We know that it is imperative that we revisit our roles, re-configure our service model and repurpose our facilities. From the inception with the amassing of Chinese and Japanese classics in humanities to being the very place that users at UBC and beyond turn to for information on Asia, we have filled our shelves, physical and virtual with more than 580,000 items and delivered information on multiple platforms that is rich with databases, web sites, blogs, videos, images, audios and much more. We respond to users’ changing study habits and demands, face-to-face or online through social networks. Our commitments to the community run deep and we have been welcoming an exponential number of community members. We are privileged to call the beautiful Asian Centre home but we have yet to improve the functionalities of the space and the ambience of the library.

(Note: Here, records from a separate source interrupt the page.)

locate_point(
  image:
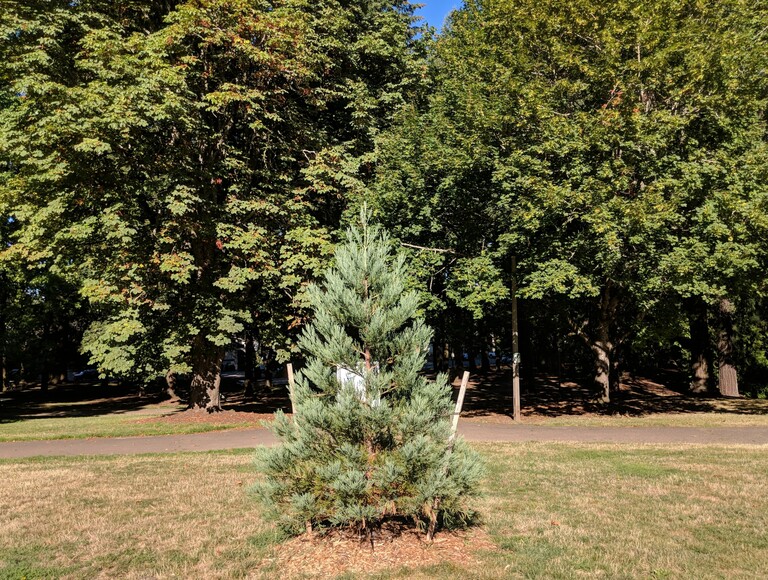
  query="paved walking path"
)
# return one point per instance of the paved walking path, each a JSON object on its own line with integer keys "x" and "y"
{"x": 235, "y": 439}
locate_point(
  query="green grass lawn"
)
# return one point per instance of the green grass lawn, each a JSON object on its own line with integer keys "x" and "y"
{"x": 552, "y": 510}
{"x": 128, "y": 424}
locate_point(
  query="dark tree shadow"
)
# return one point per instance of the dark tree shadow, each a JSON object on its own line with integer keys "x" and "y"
{"x": 548, "y": 396}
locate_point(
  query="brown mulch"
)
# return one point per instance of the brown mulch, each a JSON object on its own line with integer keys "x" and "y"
{"x": 229, "y": 417}
{"x": 341, "y": 552}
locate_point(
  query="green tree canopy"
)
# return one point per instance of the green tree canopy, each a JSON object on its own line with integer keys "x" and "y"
{"x": 169, "y": 157}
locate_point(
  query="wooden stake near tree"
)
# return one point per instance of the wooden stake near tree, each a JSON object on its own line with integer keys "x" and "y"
{"x": 289, "y": 368}
{"x": 451, "y": 442}
{"x": 515, "y": 347}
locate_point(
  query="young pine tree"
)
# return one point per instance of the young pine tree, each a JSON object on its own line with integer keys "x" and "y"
{"x": 369, "y": 440}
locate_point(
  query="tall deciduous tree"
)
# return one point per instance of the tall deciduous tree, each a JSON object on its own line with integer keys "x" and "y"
{"x": 370, "y": 439}
{"x": 167, "y": 156}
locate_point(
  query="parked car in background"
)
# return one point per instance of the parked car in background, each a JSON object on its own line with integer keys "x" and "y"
{"x": 89, "y": 374}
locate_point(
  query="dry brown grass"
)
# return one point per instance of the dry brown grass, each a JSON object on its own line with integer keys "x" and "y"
{"x": 552, "y": 511}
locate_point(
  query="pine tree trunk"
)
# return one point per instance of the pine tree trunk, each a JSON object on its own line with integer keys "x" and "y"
{"x": 601, "y": 348}
{"x": 699, "y": 329}
{"x": 249, "y": 367}
{"x": 206, "y": 380}
{"x": 728, "y": 380}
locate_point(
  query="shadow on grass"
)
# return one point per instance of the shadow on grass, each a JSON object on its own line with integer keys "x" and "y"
{"x": 549, "y": 396}
{"x": 74, "y": 400}
{"x": 488, "y": 395}
{"x": 93, "y": 399}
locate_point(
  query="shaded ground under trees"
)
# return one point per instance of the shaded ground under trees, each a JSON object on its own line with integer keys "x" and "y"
{"x": 489, "y": 398}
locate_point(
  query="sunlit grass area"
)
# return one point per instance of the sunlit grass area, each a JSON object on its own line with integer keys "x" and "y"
{"x": 553, "y": 510}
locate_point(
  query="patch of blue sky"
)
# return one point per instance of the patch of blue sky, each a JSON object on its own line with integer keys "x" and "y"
{"x": 435, "y": 11}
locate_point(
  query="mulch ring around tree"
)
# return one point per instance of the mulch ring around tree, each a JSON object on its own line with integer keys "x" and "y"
{"x": 339, "y": 552}
{"x": 198, "y": 416}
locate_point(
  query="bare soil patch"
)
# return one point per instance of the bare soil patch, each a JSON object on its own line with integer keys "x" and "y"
{"x": 341, "y": 552}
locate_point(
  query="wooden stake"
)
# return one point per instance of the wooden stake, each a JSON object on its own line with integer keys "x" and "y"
{"x": 451, "y": 440}
{"x": 289, "y": 367}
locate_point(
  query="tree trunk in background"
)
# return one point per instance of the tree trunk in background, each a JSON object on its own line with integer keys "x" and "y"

Our 2010 team of ten needs to champion the necessary transition from print to on-line collections and help patrons to adapt to the state-of-art information skills. Predictions about information trends and future technologies may always be fraught with uncertainty. While we are excited by the opportunities on the horizon, we also have to reposition ourselves for the burgeoning virtual world and the growing and diverse user communities that support and challenge us. It is no long satisfying to find strength in the supremacy of number. Rather, with the largest Asian collection in Canada in seven languages as the cornerstone of the library, we must stay forward-looking, courageous, agile and adaptable.

Together with our users, may we strive to bridge Asian culture with that of Canada and indeed North America and be a living library of Asian studies and research in the new era of information ecology.

Could we combine wisdom of the east
with the progress or “push” of the west in a Latin phase of 3 or 4 words
Sketch of UBC Crescent Frank Westbrook fonds, Box 1-17

Omnia mutantur, nos et mutamur in illis.
— All things are changing, and we are changing with them

Cheers to the three “r” s at the Asian Library!